Two words from Frank Lloyd Wright – and a short stint designing Atlanta storefronts – dramatically altered the career trajectory of one of America’s best-known architects.
“Seek Emerson,” were the words a young Georgia Tech student heard from the lips of America’s greatest 20th-century practitioner. His architecture class had gathered to hear Wright speak, and afterwards each student was granted two-and-a-half short seconds with the master.
“It changed his life,” says Jack Portman, John Portman’s son – who’s not only a Georgia Tech grad himself but an alumnus of Harvard’s Graduate School of Design. “Emerson became the bedrock of what he designed and how he designed for people – it shaped everything for him.”
As a young architect Portman worked for a company that specialized in storefronts, designing mannequins and dressing them to create conditions – then watching for public reaction. He began to realize that through design, he could shape those reactions and influence people’s moods. “He saw that the design experience creates a symphony of sensory experiences that enlivens the spirit of the user,” he says.
Portman discovered that by making a sensory experience rewarding and fascinating, users would come back. “It makes the environment conducive to return and consumption,” he says.
Portman applied that understanding to hotel lobbies, restaurants, shopping malls, office lobbies and commercial space. “He made the user the star of the show,” he says. “He played to their wants and desires and feelings.”
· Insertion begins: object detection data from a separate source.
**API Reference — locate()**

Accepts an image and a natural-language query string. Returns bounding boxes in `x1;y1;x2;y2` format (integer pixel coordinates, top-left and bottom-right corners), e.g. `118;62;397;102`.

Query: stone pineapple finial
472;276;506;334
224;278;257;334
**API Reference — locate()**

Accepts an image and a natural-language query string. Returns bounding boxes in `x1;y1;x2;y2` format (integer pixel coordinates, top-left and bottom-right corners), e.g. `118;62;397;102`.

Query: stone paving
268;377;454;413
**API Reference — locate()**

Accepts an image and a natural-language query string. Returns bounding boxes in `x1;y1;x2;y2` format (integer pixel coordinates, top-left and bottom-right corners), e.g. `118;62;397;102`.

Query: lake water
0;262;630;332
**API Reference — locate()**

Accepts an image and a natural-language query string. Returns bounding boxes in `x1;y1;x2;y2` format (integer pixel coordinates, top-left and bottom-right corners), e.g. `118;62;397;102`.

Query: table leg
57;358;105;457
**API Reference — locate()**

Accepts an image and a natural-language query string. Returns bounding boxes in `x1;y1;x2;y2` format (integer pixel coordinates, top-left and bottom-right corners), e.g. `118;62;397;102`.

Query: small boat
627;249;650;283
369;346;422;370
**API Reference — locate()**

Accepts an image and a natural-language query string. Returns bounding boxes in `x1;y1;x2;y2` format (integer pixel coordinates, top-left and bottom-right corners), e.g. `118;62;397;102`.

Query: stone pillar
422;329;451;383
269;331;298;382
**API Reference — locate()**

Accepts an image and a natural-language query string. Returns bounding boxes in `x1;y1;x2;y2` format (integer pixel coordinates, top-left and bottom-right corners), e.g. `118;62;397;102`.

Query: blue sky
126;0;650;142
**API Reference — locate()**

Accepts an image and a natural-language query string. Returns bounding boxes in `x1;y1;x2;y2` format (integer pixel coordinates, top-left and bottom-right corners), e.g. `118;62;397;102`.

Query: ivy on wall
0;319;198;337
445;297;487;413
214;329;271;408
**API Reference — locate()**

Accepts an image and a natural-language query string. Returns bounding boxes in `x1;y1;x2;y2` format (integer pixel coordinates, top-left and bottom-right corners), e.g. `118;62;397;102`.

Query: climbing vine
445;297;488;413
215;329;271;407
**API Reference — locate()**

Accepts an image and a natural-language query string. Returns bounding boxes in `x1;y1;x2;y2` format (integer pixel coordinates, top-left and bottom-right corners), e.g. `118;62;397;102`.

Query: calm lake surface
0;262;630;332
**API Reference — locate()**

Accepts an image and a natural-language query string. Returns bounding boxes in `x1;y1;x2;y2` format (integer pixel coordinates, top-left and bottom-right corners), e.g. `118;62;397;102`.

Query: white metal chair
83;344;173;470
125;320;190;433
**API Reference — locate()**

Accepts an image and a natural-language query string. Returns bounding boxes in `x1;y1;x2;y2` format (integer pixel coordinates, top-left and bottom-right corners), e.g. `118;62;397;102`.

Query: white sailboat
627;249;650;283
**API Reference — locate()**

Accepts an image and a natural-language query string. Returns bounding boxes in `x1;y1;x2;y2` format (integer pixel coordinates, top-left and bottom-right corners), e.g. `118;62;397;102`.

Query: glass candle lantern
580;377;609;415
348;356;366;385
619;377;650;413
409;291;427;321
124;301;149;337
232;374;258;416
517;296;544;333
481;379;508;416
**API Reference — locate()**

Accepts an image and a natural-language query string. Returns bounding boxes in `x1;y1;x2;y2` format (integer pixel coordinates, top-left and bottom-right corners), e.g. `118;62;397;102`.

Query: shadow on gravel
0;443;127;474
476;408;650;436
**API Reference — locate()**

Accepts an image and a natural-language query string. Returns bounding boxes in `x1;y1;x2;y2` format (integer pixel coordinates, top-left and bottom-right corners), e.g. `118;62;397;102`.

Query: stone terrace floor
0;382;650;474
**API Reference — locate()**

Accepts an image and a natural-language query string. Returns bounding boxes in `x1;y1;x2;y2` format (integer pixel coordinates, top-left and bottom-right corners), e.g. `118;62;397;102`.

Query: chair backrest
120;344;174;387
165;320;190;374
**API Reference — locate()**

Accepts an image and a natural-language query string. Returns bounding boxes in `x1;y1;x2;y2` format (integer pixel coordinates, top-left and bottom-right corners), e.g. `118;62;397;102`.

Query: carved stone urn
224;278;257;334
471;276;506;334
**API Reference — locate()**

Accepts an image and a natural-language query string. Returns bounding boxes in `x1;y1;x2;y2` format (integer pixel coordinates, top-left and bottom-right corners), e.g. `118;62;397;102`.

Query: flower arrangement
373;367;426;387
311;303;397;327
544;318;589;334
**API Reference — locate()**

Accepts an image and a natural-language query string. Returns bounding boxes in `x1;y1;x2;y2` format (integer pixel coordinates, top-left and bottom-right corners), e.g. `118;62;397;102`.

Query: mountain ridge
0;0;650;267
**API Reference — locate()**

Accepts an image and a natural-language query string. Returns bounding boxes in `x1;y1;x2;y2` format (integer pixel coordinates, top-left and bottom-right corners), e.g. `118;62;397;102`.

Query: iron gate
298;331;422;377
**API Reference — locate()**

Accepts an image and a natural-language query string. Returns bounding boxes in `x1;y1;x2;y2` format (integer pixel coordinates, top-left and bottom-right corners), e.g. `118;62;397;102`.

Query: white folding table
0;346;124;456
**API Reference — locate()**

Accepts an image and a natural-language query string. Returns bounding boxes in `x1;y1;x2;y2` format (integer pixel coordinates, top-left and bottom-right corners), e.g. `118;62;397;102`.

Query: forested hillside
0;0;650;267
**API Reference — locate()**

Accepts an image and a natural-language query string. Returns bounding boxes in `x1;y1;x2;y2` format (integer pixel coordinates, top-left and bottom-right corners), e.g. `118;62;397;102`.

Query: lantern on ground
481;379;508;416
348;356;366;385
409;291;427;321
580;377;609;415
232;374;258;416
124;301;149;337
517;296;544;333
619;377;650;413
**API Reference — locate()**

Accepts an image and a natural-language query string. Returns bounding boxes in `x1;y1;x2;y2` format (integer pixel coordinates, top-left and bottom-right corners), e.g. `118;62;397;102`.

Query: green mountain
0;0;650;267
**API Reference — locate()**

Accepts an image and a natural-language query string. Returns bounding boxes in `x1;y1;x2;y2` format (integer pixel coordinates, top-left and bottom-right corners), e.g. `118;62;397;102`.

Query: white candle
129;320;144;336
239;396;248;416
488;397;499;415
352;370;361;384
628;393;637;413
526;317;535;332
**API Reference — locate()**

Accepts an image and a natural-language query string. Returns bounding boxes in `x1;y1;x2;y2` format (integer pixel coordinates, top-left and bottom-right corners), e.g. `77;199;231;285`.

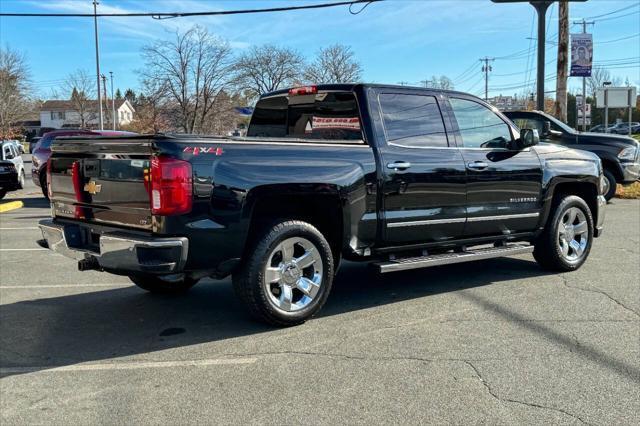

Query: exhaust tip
78;256;100;271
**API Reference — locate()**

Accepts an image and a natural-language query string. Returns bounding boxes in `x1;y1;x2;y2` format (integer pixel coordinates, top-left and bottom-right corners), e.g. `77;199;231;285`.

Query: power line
0;0;384;19
584;4;638;20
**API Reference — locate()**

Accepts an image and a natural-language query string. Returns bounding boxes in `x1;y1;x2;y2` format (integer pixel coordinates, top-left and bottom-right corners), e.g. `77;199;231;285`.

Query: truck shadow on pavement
0;259;640;382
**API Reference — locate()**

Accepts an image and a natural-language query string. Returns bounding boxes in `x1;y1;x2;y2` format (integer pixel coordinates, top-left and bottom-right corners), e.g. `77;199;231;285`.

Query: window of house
450;98;511;148
378;93;448;147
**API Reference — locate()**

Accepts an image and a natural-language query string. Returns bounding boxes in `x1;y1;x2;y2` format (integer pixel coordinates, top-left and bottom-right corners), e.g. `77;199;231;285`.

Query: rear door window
378;93;448;147
247;91;363;141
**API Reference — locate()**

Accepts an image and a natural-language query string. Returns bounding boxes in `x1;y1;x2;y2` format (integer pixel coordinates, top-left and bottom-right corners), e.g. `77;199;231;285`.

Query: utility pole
101;74;109;128
554;1;569;123
109;71;116;131
93;0;104;130
573;18;596;132
480;56;495;102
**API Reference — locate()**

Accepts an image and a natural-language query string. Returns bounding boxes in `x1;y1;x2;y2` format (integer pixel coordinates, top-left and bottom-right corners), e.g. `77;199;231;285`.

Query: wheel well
246;194;343;262
553;182;598;223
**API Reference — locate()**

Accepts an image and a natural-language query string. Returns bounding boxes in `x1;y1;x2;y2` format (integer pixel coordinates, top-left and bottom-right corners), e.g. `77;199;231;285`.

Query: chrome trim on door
387;213;540;228
467;213;540;222
387;217;467;228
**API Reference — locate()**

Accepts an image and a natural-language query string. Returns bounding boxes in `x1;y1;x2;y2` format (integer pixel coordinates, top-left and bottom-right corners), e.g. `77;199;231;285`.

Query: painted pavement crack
463;360;589;424
560;275;640;317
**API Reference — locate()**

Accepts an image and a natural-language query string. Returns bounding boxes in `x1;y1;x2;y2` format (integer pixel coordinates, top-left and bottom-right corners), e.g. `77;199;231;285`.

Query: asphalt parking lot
0;159;640;425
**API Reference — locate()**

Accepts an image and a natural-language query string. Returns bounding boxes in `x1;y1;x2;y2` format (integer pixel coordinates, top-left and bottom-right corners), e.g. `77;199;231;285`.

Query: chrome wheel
263;237;323;312
557;207;589;263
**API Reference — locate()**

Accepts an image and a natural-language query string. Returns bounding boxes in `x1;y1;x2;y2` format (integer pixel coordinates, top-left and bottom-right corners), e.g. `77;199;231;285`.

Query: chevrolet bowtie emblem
84;180;102;195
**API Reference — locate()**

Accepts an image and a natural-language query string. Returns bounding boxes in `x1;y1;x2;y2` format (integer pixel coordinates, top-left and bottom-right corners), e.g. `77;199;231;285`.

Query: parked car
609;121;640;135
505;111;640;200
0;141;24;199
31;129;135;198
40;84;606;325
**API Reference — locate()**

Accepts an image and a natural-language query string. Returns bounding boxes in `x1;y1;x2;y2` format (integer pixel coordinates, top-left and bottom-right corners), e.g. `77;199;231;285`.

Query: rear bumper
594;195;607;238
39;219;189;275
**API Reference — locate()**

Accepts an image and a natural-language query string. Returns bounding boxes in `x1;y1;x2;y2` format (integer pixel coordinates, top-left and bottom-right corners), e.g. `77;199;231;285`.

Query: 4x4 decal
182;146;224;155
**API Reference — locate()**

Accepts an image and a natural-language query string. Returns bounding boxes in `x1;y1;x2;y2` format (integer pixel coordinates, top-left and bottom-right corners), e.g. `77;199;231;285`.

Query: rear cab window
247;90;364;144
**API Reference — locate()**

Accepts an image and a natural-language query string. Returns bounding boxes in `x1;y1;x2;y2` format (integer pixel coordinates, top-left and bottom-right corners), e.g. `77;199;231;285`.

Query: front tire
533;195;593;272
602;169;617;201
233;220;334;326
129;275;198;294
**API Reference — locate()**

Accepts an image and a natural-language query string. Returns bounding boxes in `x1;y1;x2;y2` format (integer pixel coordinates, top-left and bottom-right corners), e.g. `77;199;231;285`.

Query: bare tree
124;79;172;133
62;69;97;128
0;47;31;138
304;44;362;83
142;26;232;133
236;44;304;96
425;75;453;90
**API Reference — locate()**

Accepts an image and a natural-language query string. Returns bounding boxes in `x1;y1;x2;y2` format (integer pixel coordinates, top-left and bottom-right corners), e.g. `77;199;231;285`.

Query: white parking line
0;226;40;231
0;283;133;290
0;358;258;374
0;248;49;251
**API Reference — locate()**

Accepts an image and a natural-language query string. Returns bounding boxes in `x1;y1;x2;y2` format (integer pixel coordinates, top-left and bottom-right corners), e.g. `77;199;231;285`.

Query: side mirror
518;129;540;149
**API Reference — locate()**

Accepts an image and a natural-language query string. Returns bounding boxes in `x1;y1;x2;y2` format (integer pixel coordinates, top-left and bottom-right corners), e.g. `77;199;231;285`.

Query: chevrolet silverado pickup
40;84;605;326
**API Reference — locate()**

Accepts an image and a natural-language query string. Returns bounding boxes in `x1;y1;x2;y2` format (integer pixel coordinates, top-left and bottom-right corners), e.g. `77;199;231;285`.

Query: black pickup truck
504;111;640;200
40;84;605;325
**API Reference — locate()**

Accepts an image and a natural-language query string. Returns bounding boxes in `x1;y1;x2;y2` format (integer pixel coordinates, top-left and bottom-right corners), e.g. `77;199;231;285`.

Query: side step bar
373;244;533;274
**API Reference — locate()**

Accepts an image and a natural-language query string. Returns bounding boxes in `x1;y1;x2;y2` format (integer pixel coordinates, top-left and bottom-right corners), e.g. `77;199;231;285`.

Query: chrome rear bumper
39;219;189;274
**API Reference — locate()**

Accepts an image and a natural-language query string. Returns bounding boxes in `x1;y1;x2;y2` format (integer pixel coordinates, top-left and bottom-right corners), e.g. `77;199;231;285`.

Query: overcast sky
0;0;640;97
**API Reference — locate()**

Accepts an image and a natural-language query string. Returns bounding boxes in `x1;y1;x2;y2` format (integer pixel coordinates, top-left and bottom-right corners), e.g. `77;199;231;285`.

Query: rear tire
602;169;617;201
533;195;593;272
129;275;198;294
40;170;49;200
233;220;334;326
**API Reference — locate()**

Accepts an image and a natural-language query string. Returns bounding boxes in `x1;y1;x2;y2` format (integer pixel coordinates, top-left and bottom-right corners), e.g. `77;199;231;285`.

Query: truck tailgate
49;138;152;230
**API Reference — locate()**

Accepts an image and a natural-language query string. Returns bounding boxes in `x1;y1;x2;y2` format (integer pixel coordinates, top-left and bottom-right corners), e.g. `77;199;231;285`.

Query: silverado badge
84;180;102;195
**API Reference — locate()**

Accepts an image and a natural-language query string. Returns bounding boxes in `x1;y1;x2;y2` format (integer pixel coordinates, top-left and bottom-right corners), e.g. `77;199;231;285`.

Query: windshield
247;92;363;141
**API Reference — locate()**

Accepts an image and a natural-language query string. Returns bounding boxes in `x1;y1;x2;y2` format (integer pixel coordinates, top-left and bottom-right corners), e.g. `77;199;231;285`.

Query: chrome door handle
387;161;411;170
467;161;489;170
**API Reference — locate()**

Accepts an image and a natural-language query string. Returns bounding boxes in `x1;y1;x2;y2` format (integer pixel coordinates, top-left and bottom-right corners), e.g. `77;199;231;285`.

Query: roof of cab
260;83;477;98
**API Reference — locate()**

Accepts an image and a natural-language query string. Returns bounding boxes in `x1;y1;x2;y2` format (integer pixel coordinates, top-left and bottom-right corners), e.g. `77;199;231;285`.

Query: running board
373;244;533;274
He also expanded the role of what an architect could be, when he became developer as well as a designer – giving himself more control of what a project could look like. “He was responsible for financing and the bottom line – without that, he would have not been able to do the creative design,” he says.
Through the efforts of Jack Portman, a GSD chair has been established in his father’s name, bringing in the likes of Jeanne Gang to speak. And Harvard students now incorporate Portman’s design philosophy into their own projects and program. “It’s about design and space and people and scale,” he says. “My father, inspired by Emerson, seeks truth in the circumstances – first solve the problem, and then the shape and the design will evolve as you find that solution.”
Because of the course and the way that Portman changed the nature of architecture, the dean of the GSD elected to publish “Portman’s America,” a book that demonstrates the 93-year-old architect’s impact on American design and the architecture profession.
And as anyone who’s walked past, driven by, or overlooked Atlanta’s Peachtree Street from above can attest, Portman’s contributions are no small or unlikeable affairs.